You say:
The Coulomb potential comes from classical electrodynamics
but actually the Coulomb potential is predicted by quantum electrodynamics as a low energy limit. Quantum field theory describes the interactions between charged particles as the exchange of virtual particles, and it's not immediately obvious that it would lead to an inverse square law. However if you look at the scattering between e.g. two electrons and calculate the low energy limit you find the result is the Coulomb potential. You'll find the calculation in most QFT textbooks, though it's likely to be completely opaque to non-nerds.

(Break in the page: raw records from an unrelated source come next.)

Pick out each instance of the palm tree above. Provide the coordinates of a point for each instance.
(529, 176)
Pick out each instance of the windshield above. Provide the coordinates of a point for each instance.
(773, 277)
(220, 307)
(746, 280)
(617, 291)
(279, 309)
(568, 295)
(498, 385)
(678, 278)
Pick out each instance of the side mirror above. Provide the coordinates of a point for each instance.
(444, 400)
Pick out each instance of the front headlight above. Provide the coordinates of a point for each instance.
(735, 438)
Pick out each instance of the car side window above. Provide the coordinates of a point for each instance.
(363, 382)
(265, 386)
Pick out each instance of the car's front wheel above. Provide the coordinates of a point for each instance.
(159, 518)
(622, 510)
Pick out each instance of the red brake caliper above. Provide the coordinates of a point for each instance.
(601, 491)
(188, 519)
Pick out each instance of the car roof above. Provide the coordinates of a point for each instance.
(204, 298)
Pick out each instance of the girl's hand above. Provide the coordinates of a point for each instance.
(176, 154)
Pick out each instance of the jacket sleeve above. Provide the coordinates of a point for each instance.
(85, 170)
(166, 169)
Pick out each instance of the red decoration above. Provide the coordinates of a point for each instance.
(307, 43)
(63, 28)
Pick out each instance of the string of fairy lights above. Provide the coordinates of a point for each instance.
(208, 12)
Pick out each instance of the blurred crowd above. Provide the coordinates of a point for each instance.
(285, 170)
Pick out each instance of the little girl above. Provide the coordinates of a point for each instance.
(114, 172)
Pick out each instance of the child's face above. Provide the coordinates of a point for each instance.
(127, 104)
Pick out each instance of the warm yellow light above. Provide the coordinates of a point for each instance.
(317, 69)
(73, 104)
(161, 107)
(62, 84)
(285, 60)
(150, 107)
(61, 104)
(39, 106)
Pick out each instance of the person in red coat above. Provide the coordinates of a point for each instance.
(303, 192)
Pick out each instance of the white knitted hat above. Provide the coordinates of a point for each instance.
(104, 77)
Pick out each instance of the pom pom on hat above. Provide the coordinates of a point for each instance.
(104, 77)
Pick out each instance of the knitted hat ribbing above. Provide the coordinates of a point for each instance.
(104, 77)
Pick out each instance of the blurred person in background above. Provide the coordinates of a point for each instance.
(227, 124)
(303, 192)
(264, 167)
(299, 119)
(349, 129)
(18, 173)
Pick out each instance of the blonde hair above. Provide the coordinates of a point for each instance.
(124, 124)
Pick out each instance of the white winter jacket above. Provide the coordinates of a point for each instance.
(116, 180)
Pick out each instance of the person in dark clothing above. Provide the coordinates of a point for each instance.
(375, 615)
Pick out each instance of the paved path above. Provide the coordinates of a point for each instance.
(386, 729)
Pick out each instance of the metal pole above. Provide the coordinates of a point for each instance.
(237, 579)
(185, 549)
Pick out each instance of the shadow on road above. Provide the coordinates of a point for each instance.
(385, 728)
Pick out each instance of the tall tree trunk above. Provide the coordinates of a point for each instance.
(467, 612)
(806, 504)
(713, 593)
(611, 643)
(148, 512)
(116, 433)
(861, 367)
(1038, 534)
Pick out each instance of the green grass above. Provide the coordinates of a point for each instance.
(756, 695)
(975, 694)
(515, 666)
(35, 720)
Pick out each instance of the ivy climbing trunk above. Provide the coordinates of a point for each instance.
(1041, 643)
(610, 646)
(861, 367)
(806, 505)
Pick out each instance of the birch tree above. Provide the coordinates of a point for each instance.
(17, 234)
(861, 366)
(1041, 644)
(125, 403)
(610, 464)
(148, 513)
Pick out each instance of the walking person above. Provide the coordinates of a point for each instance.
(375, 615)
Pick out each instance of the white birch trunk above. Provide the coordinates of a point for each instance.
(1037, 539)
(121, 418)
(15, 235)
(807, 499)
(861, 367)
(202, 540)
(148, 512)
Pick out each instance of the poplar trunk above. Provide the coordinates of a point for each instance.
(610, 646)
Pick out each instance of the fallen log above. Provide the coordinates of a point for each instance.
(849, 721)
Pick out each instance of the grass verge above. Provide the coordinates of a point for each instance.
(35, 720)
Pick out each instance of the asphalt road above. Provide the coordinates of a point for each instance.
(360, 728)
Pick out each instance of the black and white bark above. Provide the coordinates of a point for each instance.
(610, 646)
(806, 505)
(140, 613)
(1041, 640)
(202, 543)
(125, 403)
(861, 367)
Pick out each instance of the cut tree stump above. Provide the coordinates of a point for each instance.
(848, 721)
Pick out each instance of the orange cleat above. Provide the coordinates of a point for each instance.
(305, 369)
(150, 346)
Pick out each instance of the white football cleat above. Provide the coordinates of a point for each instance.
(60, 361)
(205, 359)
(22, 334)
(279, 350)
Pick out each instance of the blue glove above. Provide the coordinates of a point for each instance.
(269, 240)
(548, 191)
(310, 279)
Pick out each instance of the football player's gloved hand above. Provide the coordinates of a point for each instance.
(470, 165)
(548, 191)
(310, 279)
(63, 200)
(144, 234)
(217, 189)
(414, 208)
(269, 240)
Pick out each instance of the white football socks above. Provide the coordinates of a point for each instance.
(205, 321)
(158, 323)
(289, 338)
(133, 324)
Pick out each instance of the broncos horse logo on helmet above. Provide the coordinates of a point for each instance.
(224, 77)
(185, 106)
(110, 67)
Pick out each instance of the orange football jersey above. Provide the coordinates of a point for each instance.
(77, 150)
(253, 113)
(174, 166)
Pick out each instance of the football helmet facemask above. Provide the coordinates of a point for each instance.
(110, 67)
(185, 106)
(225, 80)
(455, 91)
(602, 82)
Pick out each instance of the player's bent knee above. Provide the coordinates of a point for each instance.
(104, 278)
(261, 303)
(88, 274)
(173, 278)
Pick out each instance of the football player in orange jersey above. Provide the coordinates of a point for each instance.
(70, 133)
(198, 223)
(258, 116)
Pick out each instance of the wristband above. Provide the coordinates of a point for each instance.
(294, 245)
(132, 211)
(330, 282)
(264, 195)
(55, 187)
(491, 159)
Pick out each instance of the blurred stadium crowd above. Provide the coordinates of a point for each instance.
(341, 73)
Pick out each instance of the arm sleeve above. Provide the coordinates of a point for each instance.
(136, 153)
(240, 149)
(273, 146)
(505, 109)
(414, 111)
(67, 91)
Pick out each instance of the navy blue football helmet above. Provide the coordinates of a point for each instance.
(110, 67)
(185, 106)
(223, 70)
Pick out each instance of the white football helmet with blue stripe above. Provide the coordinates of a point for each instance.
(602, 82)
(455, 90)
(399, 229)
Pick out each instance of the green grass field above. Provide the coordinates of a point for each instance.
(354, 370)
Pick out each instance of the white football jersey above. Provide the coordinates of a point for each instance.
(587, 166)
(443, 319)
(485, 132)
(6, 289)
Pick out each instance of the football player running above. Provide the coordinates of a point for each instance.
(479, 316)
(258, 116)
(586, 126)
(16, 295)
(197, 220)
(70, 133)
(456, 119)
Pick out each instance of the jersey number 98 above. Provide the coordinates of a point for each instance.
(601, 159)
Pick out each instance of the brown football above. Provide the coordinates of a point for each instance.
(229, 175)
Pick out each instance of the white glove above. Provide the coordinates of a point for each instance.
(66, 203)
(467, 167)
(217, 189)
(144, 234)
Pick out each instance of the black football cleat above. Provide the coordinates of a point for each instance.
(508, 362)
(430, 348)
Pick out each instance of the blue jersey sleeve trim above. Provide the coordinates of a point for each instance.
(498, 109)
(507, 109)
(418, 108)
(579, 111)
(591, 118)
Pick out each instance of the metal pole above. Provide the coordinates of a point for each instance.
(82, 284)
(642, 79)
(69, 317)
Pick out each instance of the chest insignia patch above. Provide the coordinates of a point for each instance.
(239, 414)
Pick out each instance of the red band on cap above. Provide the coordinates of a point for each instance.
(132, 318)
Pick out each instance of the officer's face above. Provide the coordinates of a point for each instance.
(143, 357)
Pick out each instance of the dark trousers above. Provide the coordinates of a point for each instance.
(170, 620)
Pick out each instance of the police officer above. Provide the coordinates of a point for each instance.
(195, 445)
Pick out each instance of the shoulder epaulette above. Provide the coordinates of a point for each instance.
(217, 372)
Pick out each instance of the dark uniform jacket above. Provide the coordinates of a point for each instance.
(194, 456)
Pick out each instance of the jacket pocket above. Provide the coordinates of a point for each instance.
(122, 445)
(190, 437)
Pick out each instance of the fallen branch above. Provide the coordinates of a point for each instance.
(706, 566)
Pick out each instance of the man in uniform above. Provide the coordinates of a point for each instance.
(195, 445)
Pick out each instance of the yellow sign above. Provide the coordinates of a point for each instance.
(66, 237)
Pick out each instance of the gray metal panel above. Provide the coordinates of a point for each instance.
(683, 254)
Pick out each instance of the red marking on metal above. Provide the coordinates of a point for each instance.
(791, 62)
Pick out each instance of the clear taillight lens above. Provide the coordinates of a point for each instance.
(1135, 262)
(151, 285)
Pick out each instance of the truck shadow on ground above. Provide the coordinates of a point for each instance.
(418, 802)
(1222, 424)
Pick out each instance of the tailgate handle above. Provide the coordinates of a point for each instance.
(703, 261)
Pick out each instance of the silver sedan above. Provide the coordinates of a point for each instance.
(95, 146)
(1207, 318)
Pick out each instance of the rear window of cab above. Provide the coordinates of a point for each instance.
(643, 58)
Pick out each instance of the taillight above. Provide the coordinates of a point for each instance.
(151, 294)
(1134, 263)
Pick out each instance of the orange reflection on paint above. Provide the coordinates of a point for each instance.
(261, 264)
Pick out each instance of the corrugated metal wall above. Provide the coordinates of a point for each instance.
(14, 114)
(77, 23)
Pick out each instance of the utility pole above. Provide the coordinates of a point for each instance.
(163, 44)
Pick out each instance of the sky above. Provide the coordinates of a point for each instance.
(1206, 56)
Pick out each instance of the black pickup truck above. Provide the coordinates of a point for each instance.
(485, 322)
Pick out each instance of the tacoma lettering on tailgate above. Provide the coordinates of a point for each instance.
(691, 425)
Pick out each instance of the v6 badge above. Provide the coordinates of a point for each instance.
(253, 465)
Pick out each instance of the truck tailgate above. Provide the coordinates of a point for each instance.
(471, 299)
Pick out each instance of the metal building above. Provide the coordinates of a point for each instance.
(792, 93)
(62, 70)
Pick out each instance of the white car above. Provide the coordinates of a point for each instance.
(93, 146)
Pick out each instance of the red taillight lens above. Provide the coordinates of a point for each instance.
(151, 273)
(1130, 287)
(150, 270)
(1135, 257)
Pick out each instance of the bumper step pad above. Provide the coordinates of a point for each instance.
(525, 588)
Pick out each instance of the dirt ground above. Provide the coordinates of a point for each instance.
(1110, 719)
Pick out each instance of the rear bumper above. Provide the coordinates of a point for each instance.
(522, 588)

So we expect the Coulomb potential to be an excellent approximation as long as the energies involved are low. As a rough guide we expect relativistic effects to become important when the energies are comparable to the rest mass of the charged particles, so for electrons we expect deviations from the Coulomb law at energies of around 1MeV. If you look at a hydrogen atom the lowest energy orbital is only 13.6eV or about a factor of 100,000 times less than the relativistic energy, and that's why we can use the Coulomb potential without worrying.
The very heaviest atoms, e.g. the actinides, have $1s$ electron energies greater than 0.1MeV, and for these atoms relativistic corrections are indeed significant. However they are still small enough that we start with a simple Coulombic description and then treat the relativistic effects as perturbations.